A simple routine in C++ to escape a string might look as follows:
  for (...) {
    if ((*in == '\\') || (*in == '"')) {
      *out++ = '\\';
    *out++ = *in;

Such a character-by-character approach is unlikely to provide the best possible performance on modern hardware.

Recent Intel processors have fast instructions (AVX-512) that are well suited for such problems. I decided to sketch a solution using Intel intrinsic functions. The routine goes as follows:

  1. I use two constant registers containing 64 copies of the backslash character and 64 copies of the quote characters.
  2. I start a loop by loading 32 bytes from the input.
  3. I expands these 32 bytes into a 64 byte register, interleaving zero bytes.
  4. I compare these bytes with the quotes and backslash characters.
  5. From the resulting mask, I then construct (by shifting and blending) escaped characters.
  6. I ‘compress’ the result, removing the zero bytes that appear before the unescaped characters.
  7. I advance the output pointer by the number of written bytes and I continue the loop.

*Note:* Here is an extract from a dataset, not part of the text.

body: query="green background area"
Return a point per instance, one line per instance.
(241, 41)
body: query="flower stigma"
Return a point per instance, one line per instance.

The C++ code roughly looks like this…

  __m512i solidus = _mm512_set1_epi8('\\');
  __m512i quote = _mm512_set1_epi8('"');
  for (; in + 32 <= finalin; in += 32) {
    __m256i input = _mm256_loadu_si256(in);
    __m512i input1 = _mm512_cvtepu8_epi16(input);
    __mmask64 is_solidus = _mm512_cmpeq_epi8_mask(input1, solidus);
    __mmask64 is_quote = _mm512_cmpeq_epi8_mask(input1, quote);
    __mmask64 is_quote_or_solidus = _kor_mask64(is_solidus, is_quote);
    __mmask64 to_keep = _kor_mask64(is_quote_or_solidus, 0xaaaaaaaaaaaaaaaa);
    __m512i shifted_input1 = _mm512_bslli_epi128(input1, 1);
    __m512i escaped =
        _mm512_mask_blend_epi8(is_quote_or_solidus, shifted_input1, solidus);
    _mm512_mask_compressstoreu_epi8(out, to_keep, escaped);
    out += _mm_popcnt_u64(_cvtmask64_u64(to_keep));

This code can be greatly improved. Nevertheless, it is a good first step. What are the results an Intel icelake processor using GCC 11 (Linux) ? A simple benchmark indicates a 5x performance boost compared to a naive implementation:

regular code 0.6 ns/character
AVX-512 code 0.1 ns/character

It looks quite encouraging ! My source code is available. I require a recent x64 processor with AVX-512 VBMI2 support.